It seems the conclusion of a day often lands far from its beginning. Ask any writer. As in every good story, a writer’s characters are changed by outside influences, by following their hearts, by participating in life. So it goes with every writer.
Every episode or scene we write pulls at our elbows until we agree to follow it to its reckoning. By the end, someone is different. Someone loses. Someone wins. There is a turn of heart, or a dampening of feelings. We learn to love. We find revenge. We are burst open like spring buds of hope, or crushed under the weight of circumstance. But always … ALWAYS … there is change.

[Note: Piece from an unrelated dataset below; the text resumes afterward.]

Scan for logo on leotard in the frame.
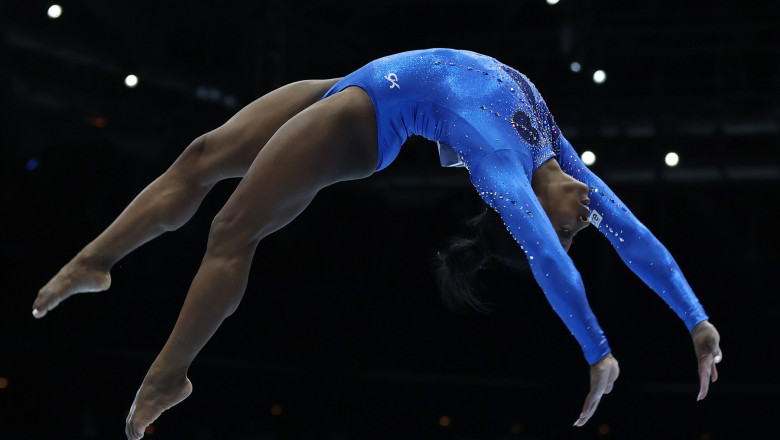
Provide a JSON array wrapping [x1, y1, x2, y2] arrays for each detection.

I’ve generally considered myself my own first reader. Unless I’m working on a nonfiction nuts-and-bolts piece that requires specific structural guidance from point A to point B, I’m usually that la-de-dah, fly-by-the-seat-of-my-pants writer. I like it that way because I’m excited to know what will happen next. It drives my husband crazy that I don’t outline my fiction ahead, but I’ve found it a troublesome waste. No matter how immaculate an outline I manage to produce, it seems each character suits up in the morning and gives me THEIR agenda. It NEVER seems to work the other way around. It’s like I take dictation … then do my best to turn the words into something I’d like to read. It seems to work well that way for me and my dear little writer’s right brain, as well as, for producing all those little moments of change my characters crave.
If now I could only convince that beautiful rightward brain of mine to pop out a perfect 5-page synopsis by tomorrow’s deadline.
Unfortunately, all my characters are on summer holiday and I’m left to swelter over every writer’s agonizing question when we’re at the end of the day — WHO ARE MY CHARACTERS AND HOW DID THEY … CHANGE?